9/30/2011

正解(こたえ)のない創造の海原へ

こと演奏に関してはアガるということが昔から無かった。
アガるという人の話を聞くと、練習なりリハーサルなり、要は準備したことが上手く演奏出来るかどうか不安なのが主な理由であるようだ。
そして不安になるのは準備が充分でないからだとも思っているようだ。

問題は練習量ではなく、準備、練習の仕方と、演奏の際の心構えにあるように思う。
「練習したことが上手く出来るだろうか」という考えは、そこに演奏すべき「正解」があるという前提に基づいている。そのような前提の下に行われる練習やリハーサルは、自ら設定したその「正解」へ辿り着くための演奏の精度を高めることが目的になりがちである。そして本番の自己評価も、自ら定めた「正解」にどれだけ近付けたかを基準になされることになるだろう。

しかし「正解」は、即興であるなしに関わらずステージに立つその度に異なるのだ。メンバーの調子によって、現場の音環境によって、その時に出されたテンポの微細な違いによって、そしてその時一回限りの聴衆と共に生み出される場のダイナミクスによって。従ってこれは正解が無いのと同義だ。

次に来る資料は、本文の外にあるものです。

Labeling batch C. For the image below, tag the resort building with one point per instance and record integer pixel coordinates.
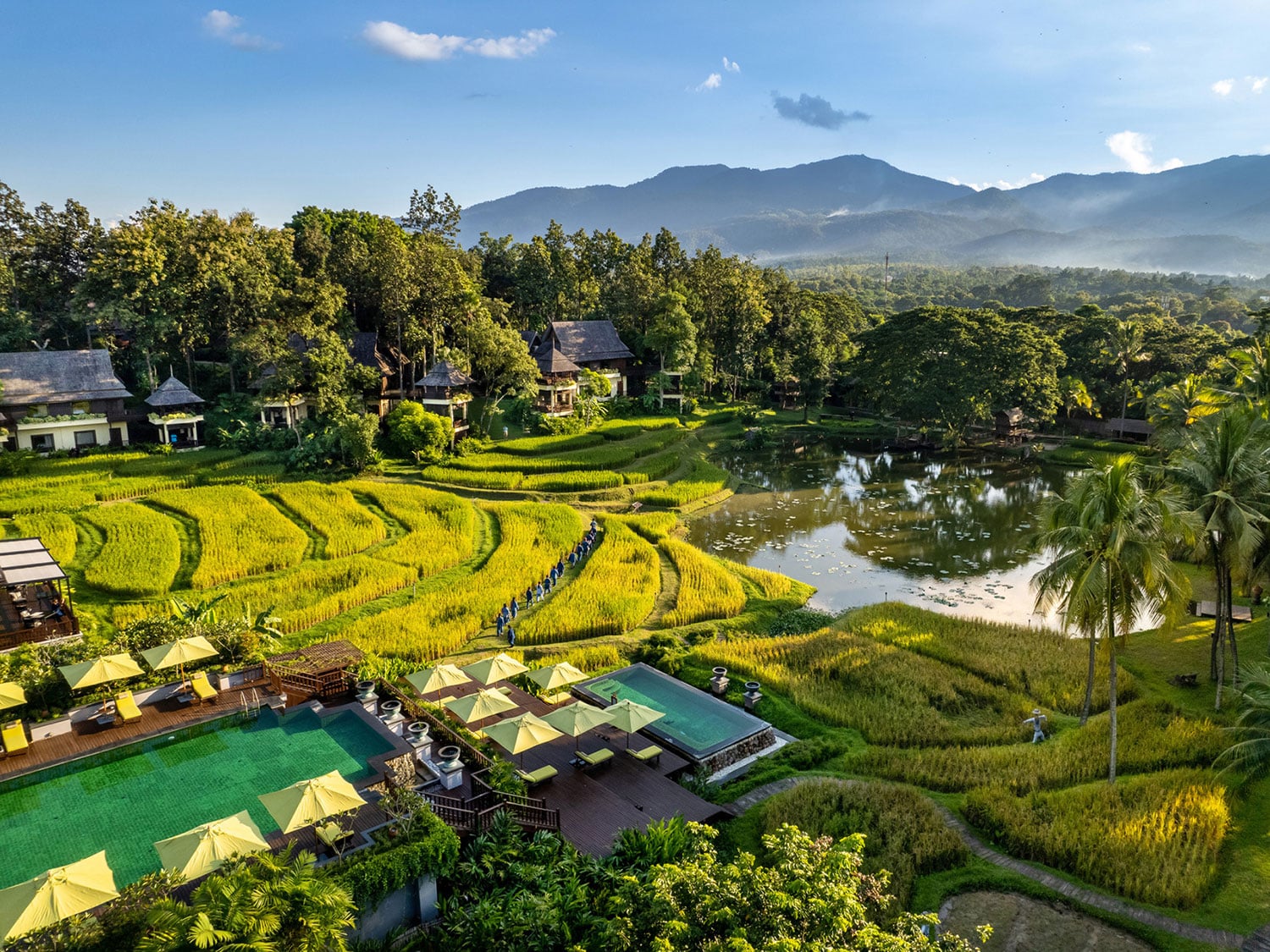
(591, 344)
(446, 391)
(33, 607)
(177, 414)
(61, 400)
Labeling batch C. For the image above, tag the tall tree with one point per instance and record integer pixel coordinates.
(1222, 467)
(1109, 535)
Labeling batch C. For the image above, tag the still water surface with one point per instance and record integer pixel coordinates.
(864, 525)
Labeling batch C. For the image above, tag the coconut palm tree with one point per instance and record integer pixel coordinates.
(1251, 751)
(1221, 467)
(1109, 536)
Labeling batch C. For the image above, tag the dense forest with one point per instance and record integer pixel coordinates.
(225, 297)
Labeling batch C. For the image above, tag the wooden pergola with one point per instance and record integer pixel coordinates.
(320, 670)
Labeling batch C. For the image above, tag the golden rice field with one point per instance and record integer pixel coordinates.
(55, 530)
(141, 553)
(889, 695)
(300, 597)
(1153, 838)
(615, 591)
(1044, 665)
(531, 538)
(1152, 736)
(334, 515)
(706, 588)
(439, 526)
(239, 533)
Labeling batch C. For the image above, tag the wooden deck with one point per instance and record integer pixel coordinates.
(597, 802)
(89, 738)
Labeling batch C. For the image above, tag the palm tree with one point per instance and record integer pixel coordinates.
(1221, 467)
(1251, 753)
(1109, 535)
(1124, 349)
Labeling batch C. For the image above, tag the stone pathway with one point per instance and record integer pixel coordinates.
(1213, 937)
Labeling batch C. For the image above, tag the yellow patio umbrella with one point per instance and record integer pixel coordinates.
(53, 895)
(500, 667)
(479, 706)
(556, 675)
(86, 674)
(309, 801)
(205, 848)
(179, 652)
(444, 675)
(518, 734)
(577, 718)
(632, 716)
(12, 695)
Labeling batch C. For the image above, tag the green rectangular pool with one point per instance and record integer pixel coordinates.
(696, 724)
(126, 799)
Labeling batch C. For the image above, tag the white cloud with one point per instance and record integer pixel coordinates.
(1001, 183)
(1135, 150)
(396, 40)
(225, 25)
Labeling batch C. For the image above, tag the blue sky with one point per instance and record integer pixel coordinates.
(352, 103)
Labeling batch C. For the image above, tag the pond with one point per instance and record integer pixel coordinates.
(864, 525)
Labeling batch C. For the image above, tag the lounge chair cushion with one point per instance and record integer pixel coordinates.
(202, 688)
(126, 706)
(599, 757)
(647, 754)
(14, 738)
(538, 776)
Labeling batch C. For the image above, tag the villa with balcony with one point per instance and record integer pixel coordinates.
(177, 414)
(446, 391)
(61, 400)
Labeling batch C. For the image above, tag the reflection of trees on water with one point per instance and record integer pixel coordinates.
(919, 515)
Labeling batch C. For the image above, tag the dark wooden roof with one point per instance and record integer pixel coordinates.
(318, 659)
(444, 375)
(173, 393)
(58, 376)
(551, 360)
(583, 342)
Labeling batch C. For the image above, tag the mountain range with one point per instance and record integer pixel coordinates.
(1212, 218)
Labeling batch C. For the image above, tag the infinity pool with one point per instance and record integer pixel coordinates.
(695, 723)
(124, 800)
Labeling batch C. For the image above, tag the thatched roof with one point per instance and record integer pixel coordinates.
(444, 375)
(58, 377)
(173, 393)
(318, 659)
(584, 342)
(551, 360)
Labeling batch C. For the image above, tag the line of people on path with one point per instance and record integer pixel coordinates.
(535, 594)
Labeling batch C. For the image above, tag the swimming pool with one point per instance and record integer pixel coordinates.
(696, 724)
(126, 799)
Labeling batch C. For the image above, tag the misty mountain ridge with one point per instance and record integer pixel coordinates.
(1212, 218)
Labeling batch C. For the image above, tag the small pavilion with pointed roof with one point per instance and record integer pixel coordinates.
(444, 390)
(178, 414)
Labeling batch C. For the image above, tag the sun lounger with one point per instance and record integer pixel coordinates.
(202, 688)
(601, 757)
(648, 754)
(14, 738)
(126, 706)
(538, 776)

中でも聴衆との関わりをどう意識するのかは重要である。「オーディエンス参加型」などと称されるコンサートがあるが、何も手拍子をしたり一緒に歌ったりしなくても聴衆というのは本質的にそのライヴ空間に参加しており、場の決定に深く関わっている。ステージの内側で完結せず、聴衆と共に音楽を創っているのだという意識で演奏しているか。さもなければミュージシャンと聴衆は「相対する」他者となり、そのステージは練習したこと(或いは仕込んだネタ)を「発表」するだけの場になるだろう。しかし聴衆が一緒に音楽を創り出す「仲間」であり、ステージの行方はその時々の流動的なものであり、正解など無いのだと知れば、発表会的な図式から解放されて自由な創造の海へと漕ぎ出す勇気を得ることが出来るだろう。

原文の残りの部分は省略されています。